Which one it is, is not yet known.

2 comments

Vitamin D is fat soluble and “buffered” in the body; all of which is to say that no one goes from good vitamin D levels to being vitamin D deficient in the time it takes to get infected and develop serious Covid-19 symptoms.
What is usually measured is the calcifediol - aka 25(OH)D - in the blood. It is the liver that produces calcifediol from cholecalciferol - aka vitamin-D3. The kidneys (mostly) then turn that in calcitriol, the actual hormon.

Vitamin-D2 aka ergocalciferol works similar in that is is eventually converted by liver and kidneys into calcitriol.

Ergocalciferol, calcifediol and it's various precursors can indeed be stored in fat tissue.

It is unclear however how severe covid-19 can affect the kidney and liver functions relating to this and release of substances from fat tissue.

Right now a lot of research seems to point in the direction that vitamin-D deficiency can indeed lead to more severe covid-19. At the same time there is different research suggesting that covid-19 itself messes with vitamin-D levels as well.

Unless the body starts burning vitamin D during the infection for some reason.
As someone who is severely Vitamin D deficient (I take 50,000IU a week via prescription and still have very low blood test results), both my GI doctor and PCP have indicated it as a risk factor if I was to get infected.
That seems very right. It doesn't matter if covid-19 causes/worsens deficiency or deficiency causes severe covid-19, or both. If you're already deficient the outcome will be that it gets even worse for a deficient person.

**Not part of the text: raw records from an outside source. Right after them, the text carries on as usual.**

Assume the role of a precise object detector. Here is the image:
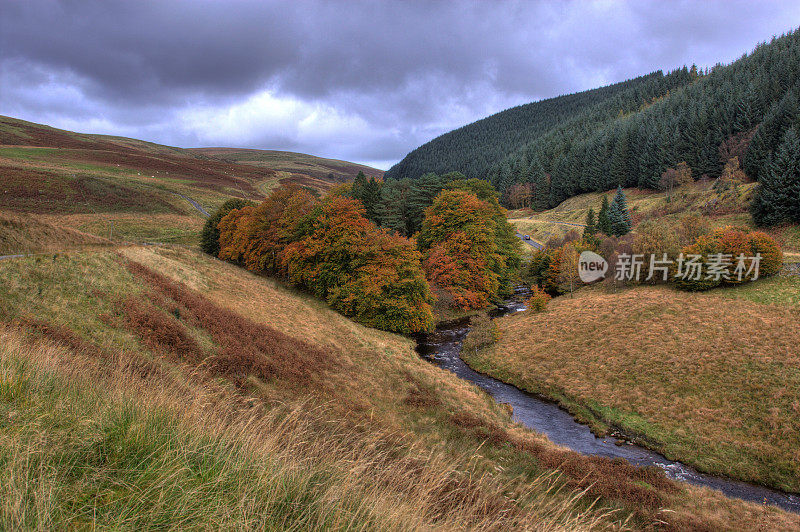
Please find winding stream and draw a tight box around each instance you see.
[417,293,800,513]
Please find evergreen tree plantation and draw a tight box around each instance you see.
[386,31,800,224]
[0,0,800,532]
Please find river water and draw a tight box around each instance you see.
[417,292,800,513]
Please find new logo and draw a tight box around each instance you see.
[578,251,608,283]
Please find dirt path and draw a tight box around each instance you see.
[173,192,211,218]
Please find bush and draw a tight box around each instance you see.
[677,214,711,246]
[525,286,552,313]
[200,198,255,257]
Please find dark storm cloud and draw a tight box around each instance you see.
[0,0,800,167]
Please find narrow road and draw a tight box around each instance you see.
[173,192,211,218]
[548,220,586,227]
[517,231,544,249]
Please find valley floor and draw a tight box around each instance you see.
[467,282,800,492]
[0,246,798,530]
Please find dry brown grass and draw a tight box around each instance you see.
[0,246,790,529]
[0,318,610,530]
[0,211,110,255]
[471,287,800,491]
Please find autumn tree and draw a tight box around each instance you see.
[219,187,433,333]
[417,190,505,309]
[219,185,316,274]
[200,198,254,257]
[445,178,522,297]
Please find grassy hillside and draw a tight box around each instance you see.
[191,148,383,189]
[462,282,800,492]
[0,246,794,530]
[0,211,111,256]
[509,182,800,262]
[386,72,688,179]
[0,116,378,247]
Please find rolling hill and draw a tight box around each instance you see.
[386,31,800,216]
[190,148,384,188]
[0,116,382,246]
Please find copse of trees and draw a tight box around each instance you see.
[218,187,433,333]
[200,198,253,257]
[750,129,800,225]
[417,179,521,310]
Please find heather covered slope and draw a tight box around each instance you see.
[0,246,796,530]
[191,148,384,190]
[0,117,379,244]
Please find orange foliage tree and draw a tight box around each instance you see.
[219,187,433,333]
[417,190,505,310]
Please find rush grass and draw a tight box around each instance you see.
[0,246,793,529]
[465,280,800,492]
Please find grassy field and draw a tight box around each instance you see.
[0,116,382,251]
[192,148,383,182]
[0,246,794,530]
[468,277,800,492]
[508,182,800,255]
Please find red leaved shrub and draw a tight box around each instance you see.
[117,296,203,363]
[128,262,342,386]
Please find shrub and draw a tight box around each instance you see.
[200,198,254,257]
[525,286,552,313]
[677,214,711,246]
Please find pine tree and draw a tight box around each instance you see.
[583,208,600,247]
[608,187,631,236]
[583,207,597,235]
[597,196,611,235]
[751,128,800,225]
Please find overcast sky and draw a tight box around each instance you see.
[0,0,800,169]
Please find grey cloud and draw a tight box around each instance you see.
[0,0,800,167]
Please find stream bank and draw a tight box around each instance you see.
[417,290,800,513]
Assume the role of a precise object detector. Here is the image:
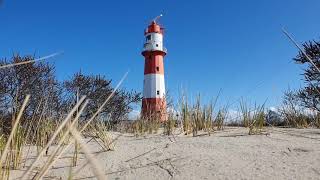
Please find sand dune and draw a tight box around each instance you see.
[11,127,320,180]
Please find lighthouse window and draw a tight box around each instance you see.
[147,35,151,41]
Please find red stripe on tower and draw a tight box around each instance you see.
[142,16,167,121]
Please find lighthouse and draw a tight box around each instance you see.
[141,15,167,121]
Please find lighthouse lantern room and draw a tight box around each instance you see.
[142,15,167,121]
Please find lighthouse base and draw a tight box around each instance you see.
[142,98,167,122]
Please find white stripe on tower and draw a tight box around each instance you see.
[142,18,167,121]
[143,74,166,98]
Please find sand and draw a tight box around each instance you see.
[10,127,320,180]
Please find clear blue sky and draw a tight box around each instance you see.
[0,0,320,109]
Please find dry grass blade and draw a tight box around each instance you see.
[21,96,86,179]
[35,100,89,179]
[70,128,107,180]
[0,52,62,69]
[0,95,30,166]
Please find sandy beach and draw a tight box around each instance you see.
[11,127,320,180]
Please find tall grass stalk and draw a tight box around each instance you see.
[0,95,30,179]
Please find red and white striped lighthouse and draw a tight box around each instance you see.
[142,15,167,121]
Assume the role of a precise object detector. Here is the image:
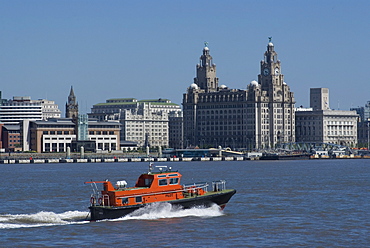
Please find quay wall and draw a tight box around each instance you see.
[0,155,370,164]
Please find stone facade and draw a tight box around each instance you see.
[182,46,247,148]
[66,87,78,119]
[89,98,182,147]
[247,41,295,148]
[296,110,358,147]
[183,42,295,149]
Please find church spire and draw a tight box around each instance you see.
[66,86,78,118]
[194,42,218,92]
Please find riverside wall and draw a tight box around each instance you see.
[0,153,370,164]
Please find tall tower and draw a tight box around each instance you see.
[66,86,78,119]
[247,37,295,148]
[310,88,330,110]
[194,42,218,92]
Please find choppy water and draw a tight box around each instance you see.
[0,160,370,247]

I was more making my initial comment thinking in the opposite direction: that people who are not deficient shouldn't feel overly secure (and take more risks) just because there is a correlation - with unclear causation.

> If you're already deficient the outcome will be that it gets even worse for a deficient person.

Exactly! I definitely agree with all points you made in this follow up.